Automatic Picture Transmission

 Automatic Picture Transmission (APT) is used by Satellites to enable a fully automated unattended reception of the transmitted pictures.
At the start of the transmission a start tone is transmitted for some seconds, which is recognised by the receiving unit.
At the end of the transmission a stop tone is sent that switches the receiving unit back to standby mode. 
The Meteosat and other Geostationary satellites (GOES/GMS/GOMS) have also Digital High Resolution transmissions, which needs special equipment.

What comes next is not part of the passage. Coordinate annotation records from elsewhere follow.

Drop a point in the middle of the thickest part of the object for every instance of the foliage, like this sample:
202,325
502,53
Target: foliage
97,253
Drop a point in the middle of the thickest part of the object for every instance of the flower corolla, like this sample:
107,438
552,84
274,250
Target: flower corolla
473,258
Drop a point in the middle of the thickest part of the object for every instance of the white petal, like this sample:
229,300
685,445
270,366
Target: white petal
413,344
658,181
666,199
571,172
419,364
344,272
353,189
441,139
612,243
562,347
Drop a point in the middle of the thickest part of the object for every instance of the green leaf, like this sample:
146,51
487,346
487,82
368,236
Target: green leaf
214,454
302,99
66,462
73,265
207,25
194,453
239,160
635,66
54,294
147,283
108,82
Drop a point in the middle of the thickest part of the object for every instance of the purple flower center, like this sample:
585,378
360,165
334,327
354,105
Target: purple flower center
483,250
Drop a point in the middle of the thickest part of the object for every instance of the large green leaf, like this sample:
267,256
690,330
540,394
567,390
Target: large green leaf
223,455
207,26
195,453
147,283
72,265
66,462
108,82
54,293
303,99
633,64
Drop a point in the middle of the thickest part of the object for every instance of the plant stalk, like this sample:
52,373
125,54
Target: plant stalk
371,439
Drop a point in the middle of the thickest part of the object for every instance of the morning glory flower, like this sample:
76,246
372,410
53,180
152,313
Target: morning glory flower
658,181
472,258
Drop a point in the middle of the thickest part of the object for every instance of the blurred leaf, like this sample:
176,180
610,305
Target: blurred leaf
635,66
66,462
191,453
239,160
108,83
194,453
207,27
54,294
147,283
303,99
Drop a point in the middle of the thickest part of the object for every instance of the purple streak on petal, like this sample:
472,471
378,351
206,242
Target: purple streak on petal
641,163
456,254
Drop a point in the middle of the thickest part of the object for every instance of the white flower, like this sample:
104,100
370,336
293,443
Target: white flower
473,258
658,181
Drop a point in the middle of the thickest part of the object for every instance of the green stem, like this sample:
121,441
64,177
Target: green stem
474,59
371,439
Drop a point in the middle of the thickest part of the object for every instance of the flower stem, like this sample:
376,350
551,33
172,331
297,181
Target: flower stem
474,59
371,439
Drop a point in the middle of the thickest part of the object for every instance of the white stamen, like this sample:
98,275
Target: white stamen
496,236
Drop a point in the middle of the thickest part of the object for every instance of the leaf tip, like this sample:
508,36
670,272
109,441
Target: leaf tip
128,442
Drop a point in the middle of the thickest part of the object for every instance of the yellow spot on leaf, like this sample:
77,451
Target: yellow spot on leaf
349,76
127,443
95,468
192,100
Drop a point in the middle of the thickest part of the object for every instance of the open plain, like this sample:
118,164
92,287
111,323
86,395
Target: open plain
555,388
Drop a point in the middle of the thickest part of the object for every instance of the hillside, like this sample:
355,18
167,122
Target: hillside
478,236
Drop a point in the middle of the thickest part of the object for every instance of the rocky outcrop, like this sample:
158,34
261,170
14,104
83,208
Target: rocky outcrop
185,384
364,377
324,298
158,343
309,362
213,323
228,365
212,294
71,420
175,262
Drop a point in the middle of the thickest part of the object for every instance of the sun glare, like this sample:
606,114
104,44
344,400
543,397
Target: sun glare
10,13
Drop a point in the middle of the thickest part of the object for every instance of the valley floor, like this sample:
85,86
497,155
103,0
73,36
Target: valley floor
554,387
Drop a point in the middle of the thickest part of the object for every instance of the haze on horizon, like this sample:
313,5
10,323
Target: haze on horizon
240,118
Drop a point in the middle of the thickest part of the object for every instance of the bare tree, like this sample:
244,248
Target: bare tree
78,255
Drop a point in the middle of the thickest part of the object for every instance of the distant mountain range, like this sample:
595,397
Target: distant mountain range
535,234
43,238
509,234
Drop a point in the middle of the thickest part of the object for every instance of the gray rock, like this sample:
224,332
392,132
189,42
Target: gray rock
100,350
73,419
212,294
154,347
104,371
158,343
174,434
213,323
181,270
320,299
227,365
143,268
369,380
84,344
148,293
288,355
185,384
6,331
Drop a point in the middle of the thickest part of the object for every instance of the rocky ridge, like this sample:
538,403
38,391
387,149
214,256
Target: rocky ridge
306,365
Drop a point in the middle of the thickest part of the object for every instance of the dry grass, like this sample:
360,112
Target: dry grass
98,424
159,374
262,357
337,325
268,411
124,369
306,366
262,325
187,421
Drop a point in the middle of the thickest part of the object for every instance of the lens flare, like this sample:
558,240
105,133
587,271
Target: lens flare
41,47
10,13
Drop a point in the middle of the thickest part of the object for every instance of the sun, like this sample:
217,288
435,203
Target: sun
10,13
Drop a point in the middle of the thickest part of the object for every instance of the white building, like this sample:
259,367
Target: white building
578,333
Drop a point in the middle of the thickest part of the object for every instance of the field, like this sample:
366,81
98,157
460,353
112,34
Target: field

6. Polar Orbiting Satellites (APT/HRPT)

It is also possible to receive data from various Polar Orbiting satellites and this may well be the cheapest option, but it does have limitations.
The hardware for this consists of a VHF antenna (the most popular being a crossed dipole), a receiver (137 MHz band) and a suitable software package for displaying on a PC.
Satellites in Polar Orbit are much closer to the Earth surface (around 800-1000 km) and so the image scanned is of a much higher resolution.
The satellite scans what is directly beneath it so in higher latitudes the curvature of the Earth does not pose a problem of the data being invalid, as is the case with Geostationary data.
The NOAA Polar Orbiters are placed in a sun synchronous orbit which means that they will pass overhead at approximately the same time of day.
Unlike the imagery from Meteosat which lends itself to creating animation’s, Polar Orbiter data cannot be animated easily.
The satellite when it passes may be within view of your antenna for about 12 minutes but it will not be following the exact same path overhead and so each captured image will differ.
In order to receive data from Polar Orbiters your ground station needs to be visible from the satellite so if  you wanted data from other parts of the world you would either have to take your equipment with you to that part of the world or swap data with another station.
 The Polar Orbiter satellites have also Digital High Resolution transmissions (HRPT), which needs special equipment.